The law and the judiciary

The new government regulation on bankruptcy, issued in place of a 1905 law on insolvency, affords better protection to both creditors and debtors. Its issuance, circumventing the House of Representatives, which has the constitutional right to enact and repeal laws, reflects the urgency of the matter.

Essentially, this new simple and more efficient regulation on bankruptcy can unravel part of the complex economic crisis. The question of the US$68 billion offshore debts owed by the country's conglomerates is widely acknowledged as a major stumbling block to any move toward an economic recovery. With the new government regulation, creditors can now petition a court to declare debtors bankrupt and, with the help of the court, recover their money by the confiscation or sale of debtors' assets. So far, many debtors have taken a laid back attitude, knowing that creditors would not take the legal channels to try to recover their money.

The new regulation was signed by President Soeharto on April 22, and will come into force three months thereafter. This will allow the government to make all the necessary preparations, including the establishment of commercial courts that will deal with bankruptcy cases, and, more importantly, preparing judges who will hear and rule on these cases. Then there is also the question of preparing independent and qualified receivers to help execute the courts' rulings on bankruptcy cases.

What stands out most in the new regulation is the simplicity of the condition for a court to issue a bankruptcy ruling. The regulation states that a debtor which owes to more than two creditors can be declared bankrupt by a court if he defaults on one of the creditors.

The regulation allows a court to order the confiscation of debtors' assets, pending a hearing on their bankruptcy, and to annul transactions, transfers of assets or grants by debtors carried out in the 12 months before bankruptcy is declared. This way, creditors' interests are protected from the possibility of debtors shifting their assets before being declared bankrupt.

Creditors will not necessarily have their day in court all the time.

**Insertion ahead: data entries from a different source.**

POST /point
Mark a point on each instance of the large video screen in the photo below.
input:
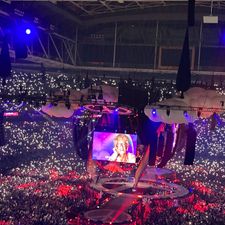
(116, 147)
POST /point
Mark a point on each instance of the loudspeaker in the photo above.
(190, 145)
(191, 13)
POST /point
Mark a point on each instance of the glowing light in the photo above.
(28, 31)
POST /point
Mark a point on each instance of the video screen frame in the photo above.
(114, 147)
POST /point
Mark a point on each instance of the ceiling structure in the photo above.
(64, 16)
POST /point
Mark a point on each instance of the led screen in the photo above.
(116, 147)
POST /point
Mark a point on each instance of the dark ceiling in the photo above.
(65, 15)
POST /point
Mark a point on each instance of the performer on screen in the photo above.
(120, 150)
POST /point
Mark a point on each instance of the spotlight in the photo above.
(185, 114)
(28, 31)
(168, 111)
(153, 111)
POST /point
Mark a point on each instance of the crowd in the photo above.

The rule protects debtors against arbitrary petition for bankruptcy from creditors. Not all debtors who default on their loans are insolvent. Some may experience temporary financial dislocations. They should be given reprieve. The regulation says a debtor can ask a court that he be allowed to defer repaying loans, provided that he furnishes a proposal for a settlement.

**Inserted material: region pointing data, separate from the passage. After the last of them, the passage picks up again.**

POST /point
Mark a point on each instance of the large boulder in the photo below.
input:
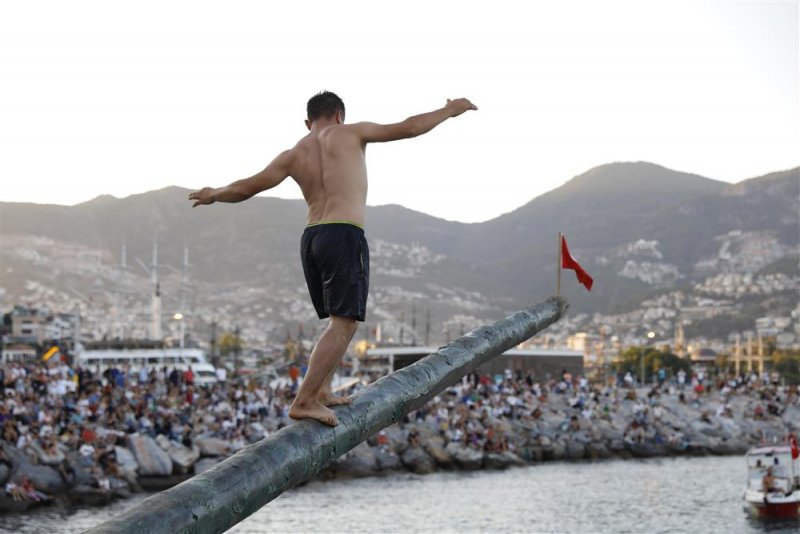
(417, 460)
(152, 459)
(435, 447)
(204, 464)
(501, 460)
(126, 459)
(213, 446)
(465, 457)
(574, 450)
(44, 478)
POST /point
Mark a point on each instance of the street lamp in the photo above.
(179, 317)
(650, 336)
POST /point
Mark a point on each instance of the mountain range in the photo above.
(638, 228)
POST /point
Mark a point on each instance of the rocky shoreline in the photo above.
(442, 436)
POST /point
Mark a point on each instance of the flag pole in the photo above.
(558, 267)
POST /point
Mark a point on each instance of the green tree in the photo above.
(654, 359)
(787, 363)
(229, 345)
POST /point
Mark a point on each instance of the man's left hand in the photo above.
(202, 197)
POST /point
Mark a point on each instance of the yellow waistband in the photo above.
(351, 223)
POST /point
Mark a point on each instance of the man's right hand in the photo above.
(202, 197)
(458, 106)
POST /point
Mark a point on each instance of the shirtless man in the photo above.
(329, 166)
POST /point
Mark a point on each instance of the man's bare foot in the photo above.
(326, 398)
(313, 410)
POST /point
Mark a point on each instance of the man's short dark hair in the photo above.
(324, 105)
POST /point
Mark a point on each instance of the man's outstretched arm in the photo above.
(370, 132)
(240, 190)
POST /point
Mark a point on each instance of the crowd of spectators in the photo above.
(62, 417)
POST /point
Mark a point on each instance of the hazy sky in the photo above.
(122, 98)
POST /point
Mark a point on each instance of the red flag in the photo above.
(568, 262)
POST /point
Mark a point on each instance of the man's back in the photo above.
(329, 166)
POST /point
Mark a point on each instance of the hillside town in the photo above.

This new regulation, or a virtual-law, protects all sides. The new regulation promises simple and swift justice. A law, however, is only as good as the judge who applies it. Here in lies the key to the success, or failure, of the new regulation.

Unfortunately, skepticism abounds about our courts of law, and about our judges. Some of the accusations of corruption, collusion and nepotism echoed during recent student demonstrations were targeted at the judiciary as well as the executive branch. Allegations of a court "mafia" may never be proven but the fact that they have persisted for so many years can't be good for the court's image.

There is, however, every reason to be optimistic, especially from encouraging statements by the new Justice Minister Muladi. He has not only made many promises to clean up the judiciary system, but has also gotten down to carry out many of these promises to order the courts to put their house in order.

Given the intention and urgency behind the new regulation on bankruptcy, there is no reason for the House of Representatives to feel that it has been snubbed. The biggest service that the House can give to the country, in fact, is not only to support the new regulation but also to back the minister of justice in fighting corruption in our courts. Muladi will undoubtedly face strong resistance from those within the court system, and he will need the support of everyone to return the function of the courts of law as a bastion of justice.